简体   繁体   English

访问堆对象与堆栈对象的C ++性能

[英]C++ performance of accessing heap vs. stack objects

I know using heap objects are slower because of necessary memory management(allocation, deallocation). 我知道使用堆对象的速度较慢,因为必须进行内存管理(分配,释放)。 What about accessing them? 如何访问它们? Is there any performance difference while accessing an object on stack vs heap? 在堆栈和堆上访问对象时,性能有什么不同吗?

EDIT: My question is not about allocation but accessing them. 编辑:我的问题not about allocation而是访问它们。 This includes memory location of stack vs heap, cache misses or any other variable that I am not aware of. 这包括堆栈与堆的内存位置,高速缓存未命中或我不知道的任何其他变量。 With a simple toy example: 举一个简单的玩具示例:

int stack_array[100];
int* heap_array = new int[100];
...
...
std::cout << stack_array[51]; // Any difference between these two statements
std::cout << heap_array[51]; // Any difference between these two statements

You probably won't notice any speed differences between stack and heap (dynamic memory), unless the physical memory is different. 除非物理内存不同,否则您可能不会注意到堆栈和堆(动态内存)之间的任何速度差异。
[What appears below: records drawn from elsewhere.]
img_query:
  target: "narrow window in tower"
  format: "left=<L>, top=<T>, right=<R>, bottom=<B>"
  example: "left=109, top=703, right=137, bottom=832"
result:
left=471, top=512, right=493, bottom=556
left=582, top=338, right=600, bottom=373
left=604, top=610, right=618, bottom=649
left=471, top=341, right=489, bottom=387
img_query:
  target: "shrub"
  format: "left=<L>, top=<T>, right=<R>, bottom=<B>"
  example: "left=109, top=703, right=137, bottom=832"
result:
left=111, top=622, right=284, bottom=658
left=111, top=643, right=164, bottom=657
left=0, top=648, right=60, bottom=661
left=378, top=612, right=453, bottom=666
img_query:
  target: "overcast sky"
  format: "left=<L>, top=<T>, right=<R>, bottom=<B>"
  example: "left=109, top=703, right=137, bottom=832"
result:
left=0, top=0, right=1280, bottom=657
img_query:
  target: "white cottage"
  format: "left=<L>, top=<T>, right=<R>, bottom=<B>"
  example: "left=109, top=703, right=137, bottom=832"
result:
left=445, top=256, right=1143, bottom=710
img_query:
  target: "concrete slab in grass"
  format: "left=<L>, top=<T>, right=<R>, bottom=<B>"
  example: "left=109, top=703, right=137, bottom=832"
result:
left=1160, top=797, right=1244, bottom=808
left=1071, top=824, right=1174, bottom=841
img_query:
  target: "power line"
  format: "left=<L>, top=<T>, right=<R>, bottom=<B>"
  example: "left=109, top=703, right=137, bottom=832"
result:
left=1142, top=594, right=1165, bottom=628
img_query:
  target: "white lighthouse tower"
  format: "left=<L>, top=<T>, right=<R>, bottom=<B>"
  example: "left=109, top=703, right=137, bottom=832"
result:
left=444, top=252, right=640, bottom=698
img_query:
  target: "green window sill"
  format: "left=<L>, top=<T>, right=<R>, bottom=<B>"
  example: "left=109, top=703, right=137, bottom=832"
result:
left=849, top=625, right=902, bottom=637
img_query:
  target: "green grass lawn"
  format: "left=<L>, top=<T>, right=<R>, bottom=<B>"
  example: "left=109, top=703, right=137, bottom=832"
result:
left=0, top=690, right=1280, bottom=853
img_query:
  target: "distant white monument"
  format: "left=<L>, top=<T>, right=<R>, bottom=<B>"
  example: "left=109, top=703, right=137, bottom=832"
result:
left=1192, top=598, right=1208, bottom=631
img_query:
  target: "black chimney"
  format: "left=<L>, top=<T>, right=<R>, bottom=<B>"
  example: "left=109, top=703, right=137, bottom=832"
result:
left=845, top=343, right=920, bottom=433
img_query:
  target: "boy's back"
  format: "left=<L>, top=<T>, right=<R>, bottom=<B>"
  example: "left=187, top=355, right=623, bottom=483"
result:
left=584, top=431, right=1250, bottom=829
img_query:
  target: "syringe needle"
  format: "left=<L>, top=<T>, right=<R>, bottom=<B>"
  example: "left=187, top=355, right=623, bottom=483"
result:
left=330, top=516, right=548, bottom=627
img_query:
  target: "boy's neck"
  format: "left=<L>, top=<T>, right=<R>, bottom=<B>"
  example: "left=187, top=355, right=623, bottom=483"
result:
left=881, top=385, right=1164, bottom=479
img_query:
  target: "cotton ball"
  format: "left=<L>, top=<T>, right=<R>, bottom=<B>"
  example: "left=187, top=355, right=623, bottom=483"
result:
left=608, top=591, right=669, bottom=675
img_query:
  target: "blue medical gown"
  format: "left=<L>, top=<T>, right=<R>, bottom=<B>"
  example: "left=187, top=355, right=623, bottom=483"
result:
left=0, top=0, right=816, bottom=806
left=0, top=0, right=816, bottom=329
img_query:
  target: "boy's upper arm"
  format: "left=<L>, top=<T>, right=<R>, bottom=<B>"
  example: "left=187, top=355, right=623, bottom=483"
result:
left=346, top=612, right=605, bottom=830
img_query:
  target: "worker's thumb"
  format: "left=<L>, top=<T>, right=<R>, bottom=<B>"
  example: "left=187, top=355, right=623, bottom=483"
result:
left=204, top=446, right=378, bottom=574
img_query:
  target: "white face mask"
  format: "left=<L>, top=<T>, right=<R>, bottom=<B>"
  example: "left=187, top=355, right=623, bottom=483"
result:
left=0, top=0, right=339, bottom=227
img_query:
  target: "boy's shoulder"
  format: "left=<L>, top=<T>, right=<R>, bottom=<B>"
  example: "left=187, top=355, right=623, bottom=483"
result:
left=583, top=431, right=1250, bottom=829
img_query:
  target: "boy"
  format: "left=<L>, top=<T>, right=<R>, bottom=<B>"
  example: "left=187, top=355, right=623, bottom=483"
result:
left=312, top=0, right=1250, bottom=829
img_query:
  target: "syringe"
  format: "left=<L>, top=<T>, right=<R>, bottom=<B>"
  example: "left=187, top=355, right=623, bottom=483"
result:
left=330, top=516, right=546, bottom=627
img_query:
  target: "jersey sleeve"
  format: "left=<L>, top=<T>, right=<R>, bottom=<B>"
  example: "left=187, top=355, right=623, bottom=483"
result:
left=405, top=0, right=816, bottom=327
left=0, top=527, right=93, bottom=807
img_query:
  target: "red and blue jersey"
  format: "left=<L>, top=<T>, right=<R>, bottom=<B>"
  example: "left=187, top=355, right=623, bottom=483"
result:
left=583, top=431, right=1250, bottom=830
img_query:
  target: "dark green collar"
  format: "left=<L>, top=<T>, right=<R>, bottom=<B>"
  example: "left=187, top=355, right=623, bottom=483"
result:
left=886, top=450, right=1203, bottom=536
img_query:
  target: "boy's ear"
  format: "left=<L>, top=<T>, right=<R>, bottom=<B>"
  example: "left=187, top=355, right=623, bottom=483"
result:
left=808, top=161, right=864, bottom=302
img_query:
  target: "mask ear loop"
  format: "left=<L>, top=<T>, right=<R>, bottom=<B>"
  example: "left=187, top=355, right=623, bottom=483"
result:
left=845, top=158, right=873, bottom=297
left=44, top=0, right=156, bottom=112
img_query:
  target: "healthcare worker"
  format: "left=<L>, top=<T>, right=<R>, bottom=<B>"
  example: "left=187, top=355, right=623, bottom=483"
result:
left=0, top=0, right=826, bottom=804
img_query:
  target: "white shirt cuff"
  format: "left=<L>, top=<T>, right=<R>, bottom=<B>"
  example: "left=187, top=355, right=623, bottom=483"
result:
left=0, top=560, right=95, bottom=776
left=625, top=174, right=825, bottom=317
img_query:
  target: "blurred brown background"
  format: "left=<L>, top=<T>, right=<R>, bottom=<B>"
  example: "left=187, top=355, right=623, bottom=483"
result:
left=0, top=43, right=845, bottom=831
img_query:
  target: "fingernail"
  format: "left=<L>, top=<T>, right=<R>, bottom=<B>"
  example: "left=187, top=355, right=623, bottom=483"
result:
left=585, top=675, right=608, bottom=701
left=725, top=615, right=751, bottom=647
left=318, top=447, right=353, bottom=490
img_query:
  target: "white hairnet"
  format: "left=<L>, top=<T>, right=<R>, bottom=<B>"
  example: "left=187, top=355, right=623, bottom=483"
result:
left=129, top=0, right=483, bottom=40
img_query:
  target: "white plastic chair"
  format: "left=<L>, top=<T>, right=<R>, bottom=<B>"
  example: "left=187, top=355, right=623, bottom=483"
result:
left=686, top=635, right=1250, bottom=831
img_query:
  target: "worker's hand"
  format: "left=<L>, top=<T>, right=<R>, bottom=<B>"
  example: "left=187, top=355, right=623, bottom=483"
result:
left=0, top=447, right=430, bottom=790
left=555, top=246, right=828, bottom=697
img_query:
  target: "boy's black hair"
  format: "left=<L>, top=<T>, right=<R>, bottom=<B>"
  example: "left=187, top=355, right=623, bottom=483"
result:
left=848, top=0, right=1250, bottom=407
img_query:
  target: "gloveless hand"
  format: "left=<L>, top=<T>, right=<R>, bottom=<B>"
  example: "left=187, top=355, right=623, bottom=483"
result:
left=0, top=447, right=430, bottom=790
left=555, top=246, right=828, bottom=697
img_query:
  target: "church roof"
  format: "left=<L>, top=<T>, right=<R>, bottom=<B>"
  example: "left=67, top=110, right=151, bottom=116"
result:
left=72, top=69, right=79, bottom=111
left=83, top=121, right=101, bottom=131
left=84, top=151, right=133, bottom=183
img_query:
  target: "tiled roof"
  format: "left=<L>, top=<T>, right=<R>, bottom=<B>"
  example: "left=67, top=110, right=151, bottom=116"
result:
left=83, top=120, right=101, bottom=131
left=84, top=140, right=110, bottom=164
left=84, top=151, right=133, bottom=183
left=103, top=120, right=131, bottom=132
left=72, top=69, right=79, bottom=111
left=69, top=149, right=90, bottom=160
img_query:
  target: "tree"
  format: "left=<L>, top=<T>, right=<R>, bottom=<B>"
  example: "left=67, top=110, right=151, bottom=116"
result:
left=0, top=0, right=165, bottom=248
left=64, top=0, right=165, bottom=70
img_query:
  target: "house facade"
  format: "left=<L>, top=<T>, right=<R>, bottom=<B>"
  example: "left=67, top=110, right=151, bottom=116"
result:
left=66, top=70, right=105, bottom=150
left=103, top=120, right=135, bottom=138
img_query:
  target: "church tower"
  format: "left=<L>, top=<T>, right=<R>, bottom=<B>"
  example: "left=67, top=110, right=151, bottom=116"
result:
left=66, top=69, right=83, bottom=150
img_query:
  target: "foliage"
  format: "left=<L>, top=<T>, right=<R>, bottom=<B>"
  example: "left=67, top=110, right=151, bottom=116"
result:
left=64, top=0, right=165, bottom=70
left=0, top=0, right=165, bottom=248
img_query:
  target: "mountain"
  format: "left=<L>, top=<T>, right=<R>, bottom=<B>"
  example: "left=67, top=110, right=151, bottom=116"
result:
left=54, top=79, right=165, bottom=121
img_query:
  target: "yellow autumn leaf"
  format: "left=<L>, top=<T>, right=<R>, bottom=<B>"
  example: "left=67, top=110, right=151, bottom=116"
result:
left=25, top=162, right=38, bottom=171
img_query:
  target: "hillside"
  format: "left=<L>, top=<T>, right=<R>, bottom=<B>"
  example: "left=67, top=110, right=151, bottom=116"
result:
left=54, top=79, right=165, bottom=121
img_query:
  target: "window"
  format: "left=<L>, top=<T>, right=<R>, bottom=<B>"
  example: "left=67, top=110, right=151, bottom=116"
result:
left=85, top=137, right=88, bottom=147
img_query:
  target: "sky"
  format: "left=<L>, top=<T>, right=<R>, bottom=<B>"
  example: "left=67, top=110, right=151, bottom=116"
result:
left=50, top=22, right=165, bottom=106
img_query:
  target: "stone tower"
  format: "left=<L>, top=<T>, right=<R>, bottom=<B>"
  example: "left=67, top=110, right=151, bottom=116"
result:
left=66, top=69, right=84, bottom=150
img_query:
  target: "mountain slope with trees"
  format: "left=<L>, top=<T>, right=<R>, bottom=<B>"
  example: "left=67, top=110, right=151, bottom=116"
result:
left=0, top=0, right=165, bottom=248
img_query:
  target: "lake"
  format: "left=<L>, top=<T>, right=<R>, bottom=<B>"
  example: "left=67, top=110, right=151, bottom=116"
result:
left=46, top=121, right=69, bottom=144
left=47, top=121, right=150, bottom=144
The access for an array is direct, regardless of the memory location. 数组的访问是直接的,与存储位置无关。 You can confirm this by looking at the assembly language generated by the compiler. 您可以通过查看编译器生成的汇编语言来确认这一点。

There could be a difference if the OS decides to use virtual memory for your arrays. 如果操作系统决定对阵列使用虚拟内存,则可能会有所不同。 This means that the OS could page chunks of your array to the hard drive and swap them out on demand. 这意味着操作系统可以将阵列的大块分页到硬盘驱动器,然后按需交换出来。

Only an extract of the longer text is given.